Und so wie Rahim mir schon Montag in Deutsch behilflich war hilft er mir jetzt gerade auch, als ich nicht weiter komme bei der Textübersetzung. Bei ihm sieht das so leicht aus. Schmollend und demotiviert haue ich meinen Textmarker und meinen Stift auf den Tisch und verschränke die Arme. Rahim sieht mich nur verwirrt an und bricht dann in Gelächter aus und versucht mich danach zu motivieren. „Ach komm schon, so schwer ist das gar nicht. Schau mal der Satz sagt aus, dass Lena keine Katzen mag und sich einen Hund wünscht." Mir geht ein Licht auf. „Das erklärt, warum sie sich ein Hundehalsband geholt hat. Okay jetzt habe ich es verstanden, Danke." Lächelnd bedanke ich mich bei ihm und mache die Aufgabe zu Ende und gebe sie komplett übersetzt am Ende der Stunde ab. Sofort nach der Stunde habe ich Kunst und Musik. Die fünf Minuten Pause nutze ich deswegen meistens nur um die Räume zu wechseln und wenn ich wirklich noch mal auf die Toilette muss, dann sprinte ich schnell dahin. In Kunst machen wir wie im letzten Unterricht unsere Bilder fertig. Sie sollen aus maximal vier Farben bestehen und sollen Gut und böse widerspiegeln. Für mich war das am Anfang gar nicht so einfach sich einen Leitfaden zu basteln, dennoch habe ich mich dafür entschieden, dass Rot die böse Farbe ist und fast die ganze Hälfte vom Bild eingenommen hat, während Grün ganz eingeengt ist und von Blau geschützt wird. Meiner Meinung ein recht einfaches Motiv, doch meinem Kunstlehrer gefällt die Idee und die Umsetzung so gut, dass ich auf dem Weg zu einem B+ bin. Das macht mich als Kunstmuffel natürlich sehr stolz. Nachdem ich aber auch Musik überstanden habe gehe ich zusammen mit Rahim zu mir nach Hause. Ich glaube frische Luft tut uns beiden sehr gut, nach dem wir 45 Minuten lang nur was von der Tafel abgeschrieben haben.

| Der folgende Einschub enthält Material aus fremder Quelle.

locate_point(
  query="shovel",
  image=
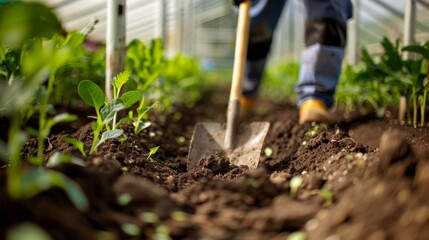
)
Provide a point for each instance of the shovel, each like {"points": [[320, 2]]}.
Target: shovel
{"points": [[241, 143]]}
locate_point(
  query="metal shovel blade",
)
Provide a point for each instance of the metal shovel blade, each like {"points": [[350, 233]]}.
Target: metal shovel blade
{"points": [[208, 138]]}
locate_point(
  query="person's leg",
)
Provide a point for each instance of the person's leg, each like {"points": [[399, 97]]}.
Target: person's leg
{"points": [[325, 39], [264, 16]]}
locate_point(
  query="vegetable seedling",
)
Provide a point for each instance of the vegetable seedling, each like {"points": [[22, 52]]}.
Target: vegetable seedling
{"points": [[295, 183], [152, 151], [92, 95]]}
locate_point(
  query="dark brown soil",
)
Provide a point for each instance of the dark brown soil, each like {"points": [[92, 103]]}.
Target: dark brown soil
{"points": [[376, 170]]}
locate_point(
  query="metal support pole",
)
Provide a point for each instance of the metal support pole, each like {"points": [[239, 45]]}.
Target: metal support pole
{"points": [[178, 28], [162, 21], [424, 3], [115, 42], [354, 35], [409, 25]]}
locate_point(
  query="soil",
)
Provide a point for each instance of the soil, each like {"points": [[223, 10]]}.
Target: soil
{"points": [[363, 178]]}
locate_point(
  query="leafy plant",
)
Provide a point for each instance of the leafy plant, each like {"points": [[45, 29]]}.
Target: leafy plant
{"points": [[152, 151], [295, 183], [420, 75], [21, 32], [92, 95]]}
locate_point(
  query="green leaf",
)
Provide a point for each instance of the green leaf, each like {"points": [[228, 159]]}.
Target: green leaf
{"points": [[91, 94], [152, 151], [3, 151], [125, 120], [131, 97], [78, 144], [108, 135], [60, 158], [130, 229], [25, 231], [124, 199], [37, 180], [108, 112], [63, 117], [120, 79], [143, 126]]}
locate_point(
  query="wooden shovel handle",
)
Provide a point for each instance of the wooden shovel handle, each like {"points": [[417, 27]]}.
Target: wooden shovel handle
{"points": [[242, 38], [233, 113]]}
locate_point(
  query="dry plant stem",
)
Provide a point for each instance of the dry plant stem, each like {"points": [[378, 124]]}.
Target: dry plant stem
{"points": [[13, 172], [414, 99], [423, 107], [42, 119], [402, 108]]}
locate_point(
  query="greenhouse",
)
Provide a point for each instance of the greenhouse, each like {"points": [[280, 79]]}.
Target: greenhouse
{"points": [[214, 119]]}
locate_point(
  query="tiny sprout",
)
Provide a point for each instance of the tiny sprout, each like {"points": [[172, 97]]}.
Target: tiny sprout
{"points": [[179, 216], [295, 183], [268, 152], [149, 217], [131, 229], [253, 182], [327, 195], [125, 199], [162, 233], [180, 139], [152, 151], [349, 156]]}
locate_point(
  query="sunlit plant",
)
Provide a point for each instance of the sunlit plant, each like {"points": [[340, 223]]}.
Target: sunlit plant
{"points": [[295, 183]]}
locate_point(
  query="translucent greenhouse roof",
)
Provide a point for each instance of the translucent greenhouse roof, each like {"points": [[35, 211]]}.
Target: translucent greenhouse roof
{"points": [[195, 26]]}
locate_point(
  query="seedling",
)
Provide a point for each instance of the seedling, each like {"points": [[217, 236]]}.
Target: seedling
{"points": [[131, 229], [152, 151], [295, 183], [268, 152], [59, 158], [124, 199], [78, 144]]}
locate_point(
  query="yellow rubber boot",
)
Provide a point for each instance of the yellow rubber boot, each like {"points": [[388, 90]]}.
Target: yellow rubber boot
{"points": [[313, 110], [246, 106]]}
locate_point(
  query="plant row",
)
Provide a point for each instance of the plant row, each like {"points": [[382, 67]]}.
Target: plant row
{"points": [[41, 67]]}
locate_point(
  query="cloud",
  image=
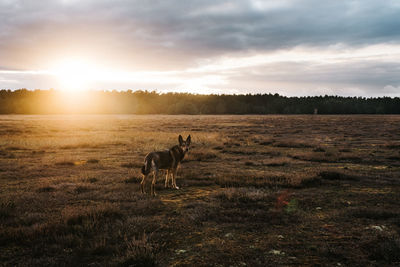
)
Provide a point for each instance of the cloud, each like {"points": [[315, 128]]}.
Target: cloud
{"points": [[248, 45]]}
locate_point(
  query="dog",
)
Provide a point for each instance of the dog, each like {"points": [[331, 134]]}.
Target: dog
{"points": [[165, 160]]}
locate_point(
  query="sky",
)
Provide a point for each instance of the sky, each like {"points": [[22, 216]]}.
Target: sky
{"points": [[294, 48]]}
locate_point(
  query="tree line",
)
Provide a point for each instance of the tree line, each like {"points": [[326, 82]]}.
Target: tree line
{"points": [[25, 101]]}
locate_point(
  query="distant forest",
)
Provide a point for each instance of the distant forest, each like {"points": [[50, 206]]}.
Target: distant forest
{"points": [[143, 102]]}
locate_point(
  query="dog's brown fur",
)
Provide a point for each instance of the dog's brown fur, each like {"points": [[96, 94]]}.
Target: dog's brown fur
{"points": [[165, 160]]}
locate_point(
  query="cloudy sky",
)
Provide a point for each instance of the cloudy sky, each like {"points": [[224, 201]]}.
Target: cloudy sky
{"points": [[298, 47]]}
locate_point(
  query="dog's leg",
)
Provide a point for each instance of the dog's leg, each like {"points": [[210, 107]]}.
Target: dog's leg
{"points": [[153, 183], [166, 179], [174, 178], [142, 183]]}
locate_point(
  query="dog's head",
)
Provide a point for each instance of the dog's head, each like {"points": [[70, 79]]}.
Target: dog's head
{"points": [[185, 145]]}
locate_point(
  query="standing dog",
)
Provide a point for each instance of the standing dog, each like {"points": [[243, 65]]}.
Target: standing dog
{"points": [[165, 160]]}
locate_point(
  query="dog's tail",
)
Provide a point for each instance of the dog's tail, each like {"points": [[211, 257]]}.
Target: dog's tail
{"points": [[146, 167]]}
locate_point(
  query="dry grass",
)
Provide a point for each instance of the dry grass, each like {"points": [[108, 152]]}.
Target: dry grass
{"points": [[255, 191]]}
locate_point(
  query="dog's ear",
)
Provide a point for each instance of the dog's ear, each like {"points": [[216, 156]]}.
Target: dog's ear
{"points": [[180, 139], [188, 140]]}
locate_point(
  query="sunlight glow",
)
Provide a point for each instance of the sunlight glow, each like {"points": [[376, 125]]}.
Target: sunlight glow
{"points": [[74, 75]]}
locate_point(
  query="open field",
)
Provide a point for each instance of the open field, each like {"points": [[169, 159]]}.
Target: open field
{"points": [[255, 191]]}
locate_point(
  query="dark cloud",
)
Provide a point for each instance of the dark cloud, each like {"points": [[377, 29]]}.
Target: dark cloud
{"points": [[176, 35]]}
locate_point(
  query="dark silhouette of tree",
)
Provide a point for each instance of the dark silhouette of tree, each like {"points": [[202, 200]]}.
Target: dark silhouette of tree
{"points": [[24, 101]]}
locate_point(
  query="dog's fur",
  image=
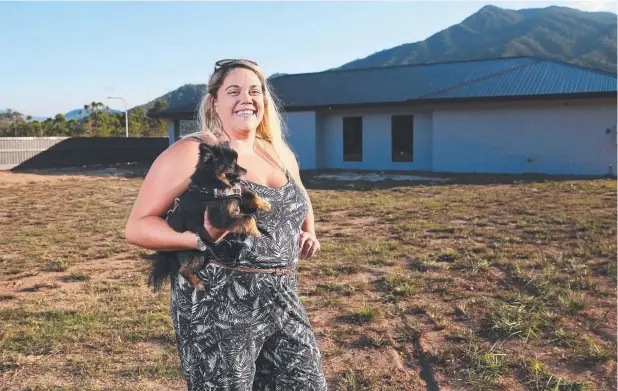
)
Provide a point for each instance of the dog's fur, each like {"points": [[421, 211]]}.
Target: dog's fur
{"points": [[217, 168]]}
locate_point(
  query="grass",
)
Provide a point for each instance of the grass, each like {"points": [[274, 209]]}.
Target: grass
{"points": [[506, 285]]}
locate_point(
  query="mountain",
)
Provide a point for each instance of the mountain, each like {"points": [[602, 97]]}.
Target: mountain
{"points": [[558, 33], [181, 96], [34, 118], [184, 95], [81, 113]]}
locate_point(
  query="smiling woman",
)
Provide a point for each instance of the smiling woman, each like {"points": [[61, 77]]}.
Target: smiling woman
{"points": [[248, 329]]}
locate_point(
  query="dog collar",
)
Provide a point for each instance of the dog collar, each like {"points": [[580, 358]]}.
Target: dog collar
{"points": [[233, 192]]}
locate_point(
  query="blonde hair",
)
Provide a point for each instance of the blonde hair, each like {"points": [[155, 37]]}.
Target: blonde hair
{"points": [[271, 129]]}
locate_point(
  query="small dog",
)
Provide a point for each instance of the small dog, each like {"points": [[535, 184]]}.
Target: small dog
{"points": [[215, 185]]}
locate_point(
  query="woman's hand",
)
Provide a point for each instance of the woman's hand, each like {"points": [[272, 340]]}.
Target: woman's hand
{"points": [[215, 234], [309, 245]]}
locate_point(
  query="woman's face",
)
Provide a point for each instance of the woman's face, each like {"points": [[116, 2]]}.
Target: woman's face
{"points": [[240, 102]]}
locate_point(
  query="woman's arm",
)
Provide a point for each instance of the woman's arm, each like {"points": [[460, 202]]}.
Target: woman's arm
{"points": [[168, 177]]}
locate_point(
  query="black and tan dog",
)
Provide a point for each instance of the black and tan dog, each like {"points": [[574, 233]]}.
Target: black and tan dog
{"points": [[215, 185]]}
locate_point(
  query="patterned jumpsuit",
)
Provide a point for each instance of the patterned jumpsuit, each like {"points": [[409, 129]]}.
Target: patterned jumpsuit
{"points": [[249, 331]]}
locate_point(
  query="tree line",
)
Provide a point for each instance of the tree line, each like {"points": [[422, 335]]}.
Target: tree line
{"points": [[96, 121]]}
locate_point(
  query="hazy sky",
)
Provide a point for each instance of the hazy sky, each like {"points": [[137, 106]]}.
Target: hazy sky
{"points": [[60, 56]]}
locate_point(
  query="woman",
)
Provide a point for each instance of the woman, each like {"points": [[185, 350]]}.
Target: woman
{"points": [[248, 329]]}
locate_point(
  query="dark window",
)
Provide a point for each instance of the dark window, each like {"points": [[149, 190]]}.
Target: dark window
{"points": [[353, 139], [402, 138]]}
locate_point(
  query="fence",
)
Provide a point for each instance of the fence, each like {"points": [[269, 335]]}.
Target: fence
{"points": [[50, 152]]}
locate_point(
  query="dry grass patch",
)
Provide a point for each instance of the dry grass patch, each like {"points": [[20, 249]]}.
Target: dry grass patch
{"points": [[505, 285]]}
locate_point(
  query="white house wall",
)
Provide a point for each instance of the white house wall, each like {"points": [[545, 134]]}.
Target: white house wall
{"points": [[376, 141], [551, 138]]}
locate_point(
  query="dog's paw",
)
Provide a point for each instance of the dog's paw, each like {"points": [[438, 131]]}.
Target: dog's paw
{"points": [[263, 204]]}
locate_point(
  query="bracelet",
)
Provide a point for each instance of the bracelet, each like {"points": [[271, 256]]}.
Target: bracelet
{"points": [[200, 243]]}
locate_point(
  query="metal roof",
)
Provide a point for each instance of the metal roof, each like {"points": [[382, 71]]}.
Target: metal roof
{"points": [[508, 77]]}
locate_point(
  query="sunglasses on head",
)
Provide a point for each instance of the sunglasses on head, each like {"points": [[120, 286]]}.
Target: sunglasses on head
{"points": [[227, 62]]}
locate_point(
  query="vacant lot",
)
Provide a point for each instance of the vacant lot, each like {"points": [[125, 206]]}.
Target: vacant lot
{"points": [[418, 287]]}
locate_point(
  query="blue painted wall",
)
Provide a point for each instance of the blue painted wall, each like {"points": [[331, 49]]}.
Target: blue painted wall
{"points": [[551, 138], [376, 141], [302, 132]]}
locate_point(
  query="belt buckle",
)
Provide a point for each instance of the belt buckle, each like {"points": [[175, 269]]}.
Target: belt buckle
{"points": [[282, 272]]}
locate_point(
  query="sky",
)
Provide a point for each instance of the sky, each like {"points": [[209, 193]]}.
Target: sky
{"points": [[58, 56]]}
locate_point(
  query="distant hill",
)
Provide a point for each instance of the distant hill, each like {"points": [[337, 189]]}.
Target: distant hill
{"points": [[179, 97], [34, 118], [558, 33], [81, 113], [184, 95]]}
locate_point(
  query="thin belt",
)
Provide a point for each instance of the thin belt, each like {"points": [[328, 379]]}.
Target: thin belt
{"points": [[277, 272]]}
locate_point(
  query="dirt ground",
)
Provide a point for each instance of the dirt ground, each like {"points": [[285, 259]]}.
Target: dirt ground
{"points": [[475, 282]]}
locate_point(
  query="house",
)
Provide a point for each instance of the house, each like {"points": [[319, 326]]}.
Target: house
{"points": [[502, 115]]}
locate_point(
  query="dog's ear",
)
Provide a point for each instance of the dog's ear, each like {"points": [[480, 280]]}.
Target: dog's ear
{"points": [[240, 171], [206, 153]]}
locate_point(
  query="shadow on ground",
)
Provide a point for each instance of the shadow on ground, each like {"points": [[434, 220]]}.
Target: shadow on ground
{"points": [[322, 180]]}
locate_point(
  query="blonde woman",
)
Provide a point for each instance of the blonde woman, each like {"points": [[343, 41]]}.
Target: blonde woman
{"points": [[248, 329]]}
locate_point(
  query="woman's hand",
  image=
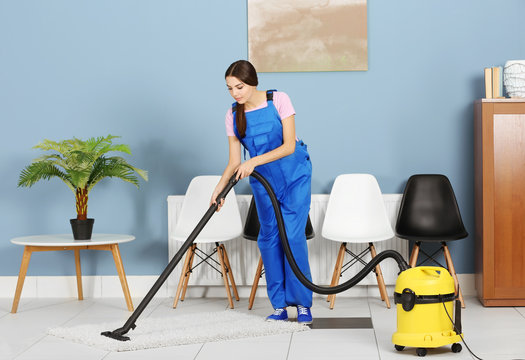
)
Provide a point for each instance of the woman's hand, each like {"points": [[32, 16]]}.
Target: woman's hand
{"points": [[245, 169], [214, 197]]}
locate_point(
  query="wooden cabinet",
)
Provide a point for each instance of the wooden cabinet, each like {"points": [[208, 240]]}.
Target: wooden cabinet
{"points": [[499, 171]]}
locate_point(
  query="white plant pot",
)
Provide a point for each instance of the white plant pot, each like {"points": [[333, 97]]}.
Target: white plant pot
{"points": [[514, 78]]}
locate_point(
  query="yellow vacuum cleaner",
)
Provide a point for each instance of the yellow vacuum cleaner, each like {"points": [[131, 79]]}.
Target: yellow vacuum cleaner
{"points": [[422, 294]]}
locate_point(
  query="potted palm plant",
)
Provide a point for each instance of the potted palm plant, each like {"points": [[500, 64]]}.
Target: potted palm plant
{"points": [[81, 165]]}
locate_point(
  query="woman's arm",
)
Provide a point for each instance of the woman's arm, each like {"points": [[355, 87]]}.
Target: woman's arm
{"points": [[287, 148], [233, 163]]}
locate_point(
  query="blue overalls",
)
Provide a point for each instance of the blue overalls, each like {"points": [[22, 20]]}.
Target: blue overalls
{"points": [[290, 178]]}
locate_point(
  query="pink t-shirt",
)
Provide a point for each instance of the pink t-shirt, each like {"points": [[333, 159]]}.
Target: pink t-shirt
{"points": [[281, 101]]}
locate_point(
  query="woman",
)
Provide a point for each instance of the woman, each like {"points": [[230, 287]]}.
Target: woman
{"points": [[263, 122]]}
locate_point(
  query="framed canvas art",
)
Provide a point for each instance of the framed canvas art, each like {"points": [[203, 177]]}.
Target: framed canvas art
{"points": [[307, 35]]}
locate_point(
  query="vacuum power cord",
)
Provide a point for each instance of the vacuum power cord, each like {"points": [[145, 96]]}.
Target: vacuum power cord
{"points": [[459, 333]]}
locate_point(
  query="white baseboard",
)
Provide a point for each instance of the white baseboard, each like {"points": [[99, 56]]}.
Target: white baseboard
{"points": [[109, 286]]}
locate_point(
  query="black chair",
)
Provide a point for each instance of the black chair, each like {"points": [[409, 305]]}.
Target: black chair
{"points": [[429, 213], [251, 232]]}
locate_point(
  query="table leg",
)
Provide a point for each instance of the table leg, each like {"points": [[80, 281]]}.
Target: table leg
{"points": [[79, 275], [21, 277], [120, 269]]}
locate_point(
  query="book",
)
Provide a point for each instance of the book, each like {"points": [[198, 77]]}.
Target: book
{"points": [[497, 82], [488, 83]]}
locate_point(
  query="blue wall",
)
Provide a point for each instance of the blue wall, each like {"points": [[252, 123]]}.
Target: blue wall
{"points": [[152, 72]]}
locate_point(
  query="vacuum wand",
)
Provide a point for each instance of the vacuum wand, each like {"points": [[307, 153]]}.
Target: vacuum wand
{"points": [[119, 334]]}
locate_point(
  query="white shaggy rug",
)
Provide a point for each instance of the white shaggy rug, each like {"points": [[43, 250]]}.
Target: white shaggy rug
{"points": [[177, 330]]}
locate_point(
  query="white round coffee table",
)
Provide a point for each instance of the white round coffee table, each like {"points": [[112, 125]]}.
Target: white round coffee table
{"points": [[57, 242]]}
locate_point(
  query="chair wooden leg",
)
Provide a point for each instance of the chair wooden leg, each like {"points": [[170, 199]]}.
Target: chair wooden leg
{"points": [[188, 272], [21, 277], [183, 274], [255, 283], [380, 279], [452, 271], [225, 276], [414, 255], [338, 272], [230, 272], [340, 257], [79, 275]]}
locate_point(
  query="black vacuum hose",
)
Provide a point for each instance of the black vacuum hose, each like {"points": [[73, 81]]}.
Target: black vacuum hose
{"points": [[326, 290], [119, 334]]}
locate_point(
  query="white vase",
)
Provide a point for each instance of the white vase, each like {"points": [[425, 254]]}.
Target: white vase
{"points": [[514, 78]]}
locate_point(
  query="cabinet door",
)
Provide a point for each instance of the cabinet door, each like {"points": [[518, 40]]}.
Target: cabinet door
{"points": [[509, 206]]}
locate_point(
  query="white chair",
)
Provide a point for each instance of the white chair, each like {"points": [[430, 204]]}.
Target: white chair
{"points": [[223, 226], [356, 214]]}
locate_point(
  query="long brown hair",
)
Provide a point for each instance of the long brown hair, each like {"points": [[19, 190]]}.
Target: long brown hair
{"points": [[244, 71]]}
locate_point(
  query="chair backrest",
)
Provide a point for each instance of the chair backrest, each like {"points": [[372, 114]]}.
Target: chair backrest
{"points": [[252, 226], [356, 211], [224, 225], [429, 211]]}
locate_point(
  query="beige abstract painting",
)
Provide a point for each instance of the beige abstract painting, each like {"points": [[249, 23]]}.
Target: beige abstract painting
{"points": [[307, 35]]}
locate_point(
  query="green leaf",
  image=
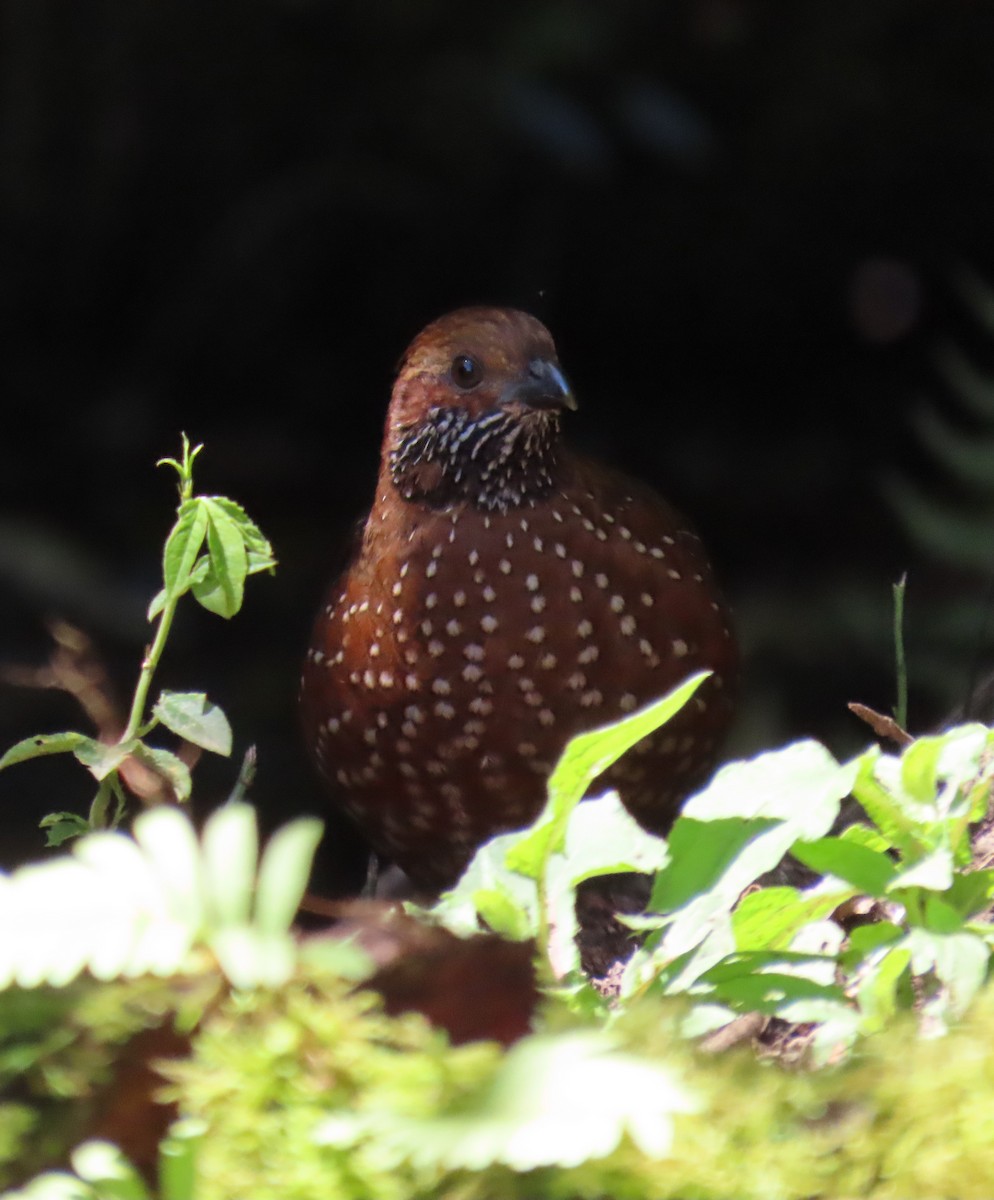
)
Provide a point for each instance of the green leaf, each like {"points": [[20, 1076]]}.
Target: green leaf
{"points": [[222, 588], [801, 784], [959, 960], [704, 853], [178, 1153], [257, 546], [45, 744], [863, 834], [934, 871], [864, 869], [183, 546], [770, 917], [165, 763], [190, 715], [882, 808], [554, 1101], [885, 988], [103, 1165], [970, 893], [866, 940], [283, 874], [585, 757], [502, 915], [486, 875], [63, 826], [101, 759], [231, 852]]}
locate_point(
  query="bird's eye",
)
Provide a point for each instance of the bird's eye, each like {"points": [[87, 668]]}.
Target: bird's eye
{"points": [[466, 371]]}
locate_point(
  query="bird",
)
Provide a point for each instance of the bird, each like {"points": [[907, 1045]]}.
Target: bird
{"points": [[507, 593]]}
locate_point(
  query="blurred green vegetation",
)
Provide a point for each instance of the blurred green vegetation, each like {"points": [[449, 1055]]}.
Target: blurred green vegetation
{"points": [[738, 219]]}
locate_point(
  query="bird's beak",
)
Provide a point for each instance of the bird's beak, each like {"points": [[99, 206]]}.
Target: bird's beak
{"points": [[542, 385]]}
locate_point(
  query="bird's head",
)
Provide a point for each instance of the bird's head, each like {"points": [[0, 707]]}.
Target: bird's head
{"points": [[474, 414]]}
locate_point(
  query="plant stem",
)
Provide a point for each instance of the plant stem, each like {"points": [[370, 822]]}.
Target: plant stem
{"points": [[148, 670]]}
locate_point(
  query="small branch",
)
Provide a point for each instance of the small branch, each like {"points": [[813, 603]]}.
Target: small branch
{"points": [[882, 726]]}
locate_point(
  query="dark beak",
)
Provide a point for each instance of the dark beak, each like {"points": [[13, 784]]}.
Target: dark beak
{"points": [[543, 385]]}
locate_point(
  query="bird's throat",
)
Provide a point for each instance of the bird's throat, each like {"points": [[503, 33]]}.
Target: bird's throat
{"points": [[498, 461]]}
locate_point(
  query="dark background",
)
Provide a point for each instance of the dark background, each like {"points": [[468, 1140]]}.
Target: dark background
{"points": [[758, 231]]}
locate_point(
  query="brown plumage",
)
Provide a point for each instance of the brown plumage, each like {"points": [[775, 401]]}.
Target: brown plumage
{"points": [[508, 594]]}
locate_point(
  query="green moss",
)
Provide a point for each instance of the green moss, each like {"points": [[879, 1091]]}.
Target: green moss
{"points": [[270, 1068]]}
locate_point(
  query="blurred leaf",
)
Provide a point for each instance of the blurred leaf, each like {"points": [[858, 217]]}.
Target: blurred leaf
{"points": [[45, 744], [190, 715], [283, 874], [867, 870]]}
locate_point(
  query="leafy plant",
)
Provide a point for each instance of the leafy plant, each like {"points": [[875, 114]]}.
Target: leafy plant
{"points": [[209, 552]]}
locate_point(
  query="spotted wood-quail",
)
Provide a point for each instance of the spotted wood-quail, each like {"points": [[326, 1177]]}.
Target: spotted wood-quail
{"points": [[507, 595]]}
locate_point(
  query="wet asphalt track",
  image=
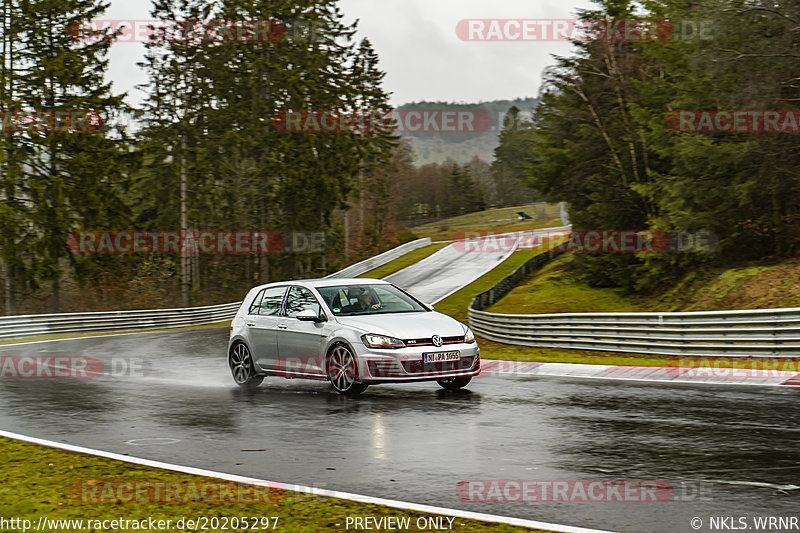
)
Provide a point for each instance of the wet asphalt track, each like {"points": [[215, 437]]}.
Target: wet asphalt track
{"points": [[732, 447], [449, 269]]}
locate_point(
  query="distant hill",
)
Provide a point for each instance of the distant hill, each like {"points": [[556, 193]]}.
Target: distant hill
{"points": [[436, 147]]}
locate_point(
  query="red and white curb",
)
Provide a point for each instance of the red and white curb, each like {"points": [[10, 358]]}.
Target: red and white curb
{"points": [[663, 374], [408, 506]]}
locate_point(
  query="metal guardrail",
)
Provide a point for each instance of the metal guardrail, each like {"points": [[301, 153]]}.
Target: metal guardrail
{"points": [[374, 262], [18, 326], [740, 333]]}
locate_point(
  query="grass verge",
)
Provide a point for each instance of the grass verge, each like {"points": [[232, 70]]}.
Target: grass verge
{"points": [[497, 220], [40, 481], [57, 336]]}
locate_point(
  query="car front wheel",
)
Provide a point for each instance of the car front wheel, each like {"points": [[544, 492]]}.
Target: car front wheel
{"points": [[454, 383], [342, 371], [242, 369]]}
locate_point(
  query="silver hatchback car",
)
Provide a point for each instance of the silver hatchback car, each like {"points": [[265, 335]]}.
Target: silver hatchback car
{"points": [[351, 332]]}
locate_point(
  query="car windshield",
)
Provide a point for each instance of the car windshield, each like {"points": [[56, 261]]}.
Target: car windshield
{"points": [[346, 300]]}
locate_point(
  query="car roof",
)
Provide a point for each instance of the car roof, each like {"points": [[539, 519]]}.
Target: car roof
{"points": [[326, 282]]}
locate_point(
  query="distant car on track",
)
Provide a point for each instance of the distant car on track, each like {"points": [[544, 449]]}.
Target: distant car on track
{"points": [[351, 332]]}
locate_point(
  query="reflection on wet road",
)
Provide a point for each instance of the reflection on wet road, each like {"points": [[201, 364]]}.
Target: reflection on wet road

Meine Lehrerin meint, dass sie das Thema lieber einmal ganz detailliert aufschreibt, damit wir beim nächsten Test keine Schwierigkeiten bekommen.

„Ist Musik bei euch immer so langweilig und uhm.. monoton?", erkundigt sich Rahim, der sich neben mir seine Schläfen massiert. „Eigentlich nicht. Wir arbeiten eigentlich voll oft mit Instrumenten, aber diese Stunde hat es uns alle wohl erwischt." Seufzend kicke ich den Stein vor meinen Füßen hin und her, bis ich fast ein Auto damit schramme und es lieber gut sein lasse. „Wann müssen wir eigentlich noch mal fertig sein, damit und Jill abholt und wir zu dieser Kletterhalle fahren. 4Pm oder 4.30 pm ich bin mir gerade unsicher..." Erschrocken reiße ich meine Augen auch und schaue auf meine Handyuhr und suche die Nachricht raus in der sie das geschrieben hat. „Mhhh... und dich holen wir.. nein das ist das nicht... Arden ist gelb... nein das erst recht nicht..", murmelnd suche ich die Nachricht und scrolle unseren Chat hoch. Mist wo war das denn? „Da! Sie meint, dass sie uns gegen 4.30 pm abholen will, damit wir spätestens um 5 pm da sind. Wir haben also noch Zeit und müssen uns nicht abhetzen." Gelassen stecke ich mein Handy wieder zurück in die Jackentasche und schweigsam laufen wir den Rest des Weges nach Hause.

Dort angekommen laufen wir in unsere Zimmer und packen uns eine Tasche. Ich schmeiße mir zwei Wasserflaschen rein und mache uns beiden noch schnell was zu essen. „Ich weiß ich habe dich das schon mal gefragt, aber hast du irgendwelche Allergien?", rufe ich durch das Haus zu Rahim. „Ja ich darf keine Bananen essen.", antwortet mir und kommt die Treppe runter. Als er sieht, dass ich uns Essen mache, meint er nur, dass ich das doch nicht für ihn machen müsste. Beschwichtigend winke ich ab und schneide das Obst weiterhin klein. Es geht doch wirklich nichts über Birnen. Ich weiß noch an dem einen Abend, als ich bei Arden war und ich mir Birnen gemacht hatte und er meinte, dass er keine möchte und dann doch welche wollte. Ja der Abend war schön. Oder einmal als wir nach dem Schwimmbad Ausflug nach Hause gefahren sind und dann im Auto laut mit gesungen haben. Wenn ich mich recht erinnere war das doch Sickboy von den Chainsmokers gewesen. In Erinnerung schwelgend summe ich das Lied währen ich die Küche wieder sauber mache und wir uns noch was im Fernsehen ansehen, bis Jill hupend vor unserem Haus uns abholt und wir rasant losfahren.